Despite Avraham had already been told the whole of the land of Israel would be his (Bereishit 15:7), he still purchased the plot of land, he bought it off a man named, Ephron the Hittie. In fact, prior to purchasing the land, Ephron had been promising and boasting that he will give the plot for free as a generous gift, however his greedy character prevailed and almost sarcastically said to Avraham in front of many people, you can have the entire plot of land for ‘400 silver shekels! (Bereishit 23:15)’ which many of the sages say was an enormous sum of money, however Avraham knew he had to buy the plot for whatever sum of money was required. Just as we learned last week, how the righteous 'say little and do a lot,' we see from this the opposite is true, that 'the wicked say so much and do a little,' just like Ephron boasted how much he will give to Avaraham and how he would give it as a gift, it turned out he charged what was a huge some of money for the plot at the time (Bava Metzia 87a).
Much of the rest of the Parshah is dedicated to relating the task of Eliezer (Avraham’s faithful servant) in finding Yitzchak a wife. The first ever accounted so called ‘Shidduch’ was being set up in Biblical history. After Avraham made Eliezer swear to find the girl from Avraham’s family (Bereishit 24:3). Eliezer traveled to Aram Naharaim and prayed for a sign to find the right girl at a water spring, who would be the potential wife for Yitzchak. Providentially, Rivka appeared (Bereishit 24:15). Eliezer asked her for water. Not only did she give him water, but she drew water for all ten of his thirsty camels, around 140 gallons (Bereishit 24:19/ Rav Hirsch)! This extreme act of kindness marked her as the suitable wife for Yitzchak and a suitable Mother of the Jewish People. We learn from this that the power of praying is huge, when one prays they are capable of elevating themselves to supreme levels and prayer may or may not be accepted or granted, however one needs to pray ideally from the heart and not see prayers as a regular chore.
Once Eliezer realized that G-d had provided him with the correct girl for Yitzchak (Taanit 4a), Rivka, he showered her with gifts and went to her fathers house, Betuel, in order to finalize the marriage negotiations.

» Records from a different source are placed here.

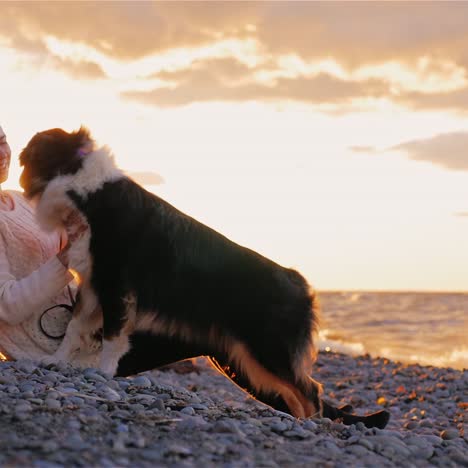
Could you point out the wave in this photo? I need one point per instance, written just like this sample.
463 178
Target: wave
331 342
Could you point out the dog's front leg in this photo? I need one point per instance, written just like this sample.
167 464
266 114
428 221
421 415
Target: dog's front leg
112 350
86 304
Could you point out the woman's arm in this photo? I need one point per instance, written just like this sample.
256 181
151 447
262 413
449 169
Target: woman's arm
21 297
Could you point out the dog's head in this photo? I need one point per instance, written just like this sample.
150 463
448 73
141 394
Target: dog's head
50 154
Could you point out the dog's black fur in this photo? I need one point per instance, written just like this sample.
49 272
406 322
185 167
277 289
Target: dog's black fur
201 289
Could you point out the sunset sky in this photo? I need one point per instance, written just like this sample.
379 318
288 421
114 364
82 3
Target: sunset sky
330 137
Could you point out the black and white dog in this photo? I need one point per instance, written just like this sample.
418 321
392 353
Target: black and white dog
145 267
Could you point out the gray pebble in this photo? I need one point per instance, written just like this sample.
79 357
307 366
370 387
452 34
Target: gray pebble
449 434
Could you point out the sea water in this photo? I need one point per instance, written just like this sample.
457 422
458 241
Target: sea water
424 328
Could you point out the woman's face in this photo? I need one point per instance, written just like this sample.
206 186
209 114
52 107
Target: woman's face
5 156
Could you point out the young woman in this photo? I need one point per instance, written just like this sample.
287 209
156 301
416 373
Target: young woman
36 287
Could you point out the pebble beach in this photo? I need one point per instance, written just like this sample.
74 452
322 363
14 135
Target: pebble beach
190 415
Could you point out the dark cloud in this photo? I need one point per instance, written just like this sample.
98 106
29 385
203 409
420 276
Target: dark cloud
452 100
354 33
146 178
449 150
128 30
230 80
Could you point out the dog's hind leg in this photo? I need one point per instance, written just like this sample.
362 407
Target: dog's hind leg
118 324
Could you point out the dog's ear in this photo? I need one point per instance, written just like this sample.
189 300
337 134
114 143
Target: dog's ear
82 137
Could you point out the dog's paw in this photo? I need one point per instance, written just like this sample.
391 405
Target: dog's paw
50 360
109 369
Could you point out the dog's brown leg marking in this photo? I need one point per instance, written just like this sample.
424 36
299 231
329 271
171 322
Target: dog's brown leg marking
264 380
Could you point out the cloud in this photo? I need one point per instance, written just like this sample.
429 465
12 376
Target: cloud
146 178
364 149
230 80
354 33
126 30
81 70
454 100
449 150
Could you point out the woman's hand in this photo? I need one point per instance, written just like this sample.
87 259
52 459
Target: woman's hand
75 226
5 155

Betuel and his son, Lavan, accepted the marriage arrangements realizing as Eliezer told them what happened at the ‘well’ that the potential marriage was made from Hashem (Bereishit 24:50). In fact the great sages see this as a biblical proof that it is G-d that decides a man's partner in life (Moed Katan 18b).
In the interim, as Betuel had agreed to give his daughter in marriage to Yitzchak, Eliezer excitingly adorned Rivka with more gold, silver and lavish gifts, however he gave some delicious fruits to Lavan (Bereishit 24:53), this was much less than the greedy Lavan was hoping for, in fact Betuel, the father of Rivkah, wanted to take some sort of revenge against Eliezer for only giving fruits as a present, which in its own right was generous of Eliezer, he tried to poison Eliezer, however G-d sent an angel to kill Betuel instead (Bereishit Rabba 60:12/ Rashi).
As Eliezer brought Rivka to Yitzchak toward the evening, he had just finished davening the Mincha prayer at the time Rivka appeared to him, in fact it is from this that we derive that Yitzchak instituted the Mincha prayer (Berachot 26b). The two of them then got married (Bereishit 24:67). Eliezer shortly after went in to ‘Gan Eden’ alive (Mesechet Derech Eretz) due to the fantastic job he did in bringing the couple together, he was seen to be one of the most faithful servants of any of the leaders ever had throughout Biblical history.
The Torah reading concludes as Avraham remarries a woman named Keturah (Bereishit 25:1) (many say this was his former wife, Hager (Rashi)) and the death of Ishmael at the age of 137 years old ((Bereishit 25:17/Yevamot 64a).
The Haftorah this week is from the first chapter in the first book of Kings, which narrates how Shlomo was the successor to King David, after King David’s death at the age of 70 years (Kings I 1:1-31).
Have a great Shabbat, Shabbat Shalom!